The Algerian Olympic Committee claimed that Khelif was being maligned through unethical targeting with baseless propaganda from certain foreign media outlets. "Such attacks on her personality and dignity are deeply unfair," it added.
And for what it is worth, there are also who feel let down by the scientific community. They ask, "if having XY chromosomes makes one a male, how can a person possessing them be allowed to be called a female".
If fundamental classifications have aberrations, then what is the point of such scientific first principles, is the question bandied about.
Some Answers Needed, In Binary
As you can see, the sportspersons are unsettled at the turn of events. The feminists are up in arms over a woman being brought down through unfair means.
The trans community feels yet again at the butt of motivated attacks and fear-mongering.
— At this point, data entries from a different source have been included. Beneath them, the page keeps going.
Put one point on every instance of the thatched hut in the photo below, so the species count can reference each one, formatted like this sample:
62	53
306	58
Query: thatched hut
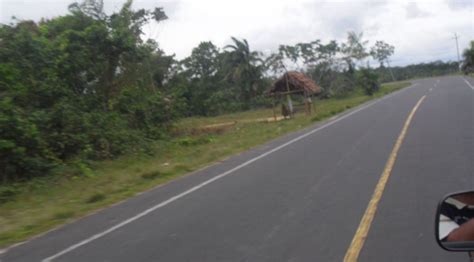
294	82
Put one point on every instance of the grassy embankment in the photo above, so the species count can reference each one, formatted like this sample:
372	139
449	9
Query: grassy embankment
45	203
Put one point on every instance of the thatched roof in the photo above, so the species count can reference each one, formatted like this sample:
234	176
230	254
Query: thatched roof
296	82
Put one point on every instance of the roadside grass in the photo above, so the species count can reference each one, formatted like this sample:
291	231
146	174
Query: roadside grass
42	204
The sports world is dismayed over the state of affairs at the Olympics' apex body that it could not act or decide properly on an event that was always around the corner.
Also, the various rules at various competitions is never good for the homogenous running of sports. The right-wingers are crying hoarse at the lack of freedom for the LGBTQ persons. But nothing is ever said against them.
The Muslims are feeling disquiet at what they believe is another manifestation of Islamaphobia. Even the science and medical world finds itself in some strife over too many loose classifications.
Such a wholesome controversy, if you can label it so, has never been seen before in the Olympics. In that sense, Paris 2024 is assured of a place in history books.
The sensational event is unfortunate. But it should be used by the sporting community to settle the sex-gender issue which has been causing havoc to all concerned in myriad ways. If Carini and Khelif are both victims, who is the villain here?
The cases of Caster Semenya, and India's Santhi Soundarajan and Dutee Chand had already thrown the sporting world into chaos. As gender issues and politics become more pronounced, some clarity in rules, in binary, is the need of the hour.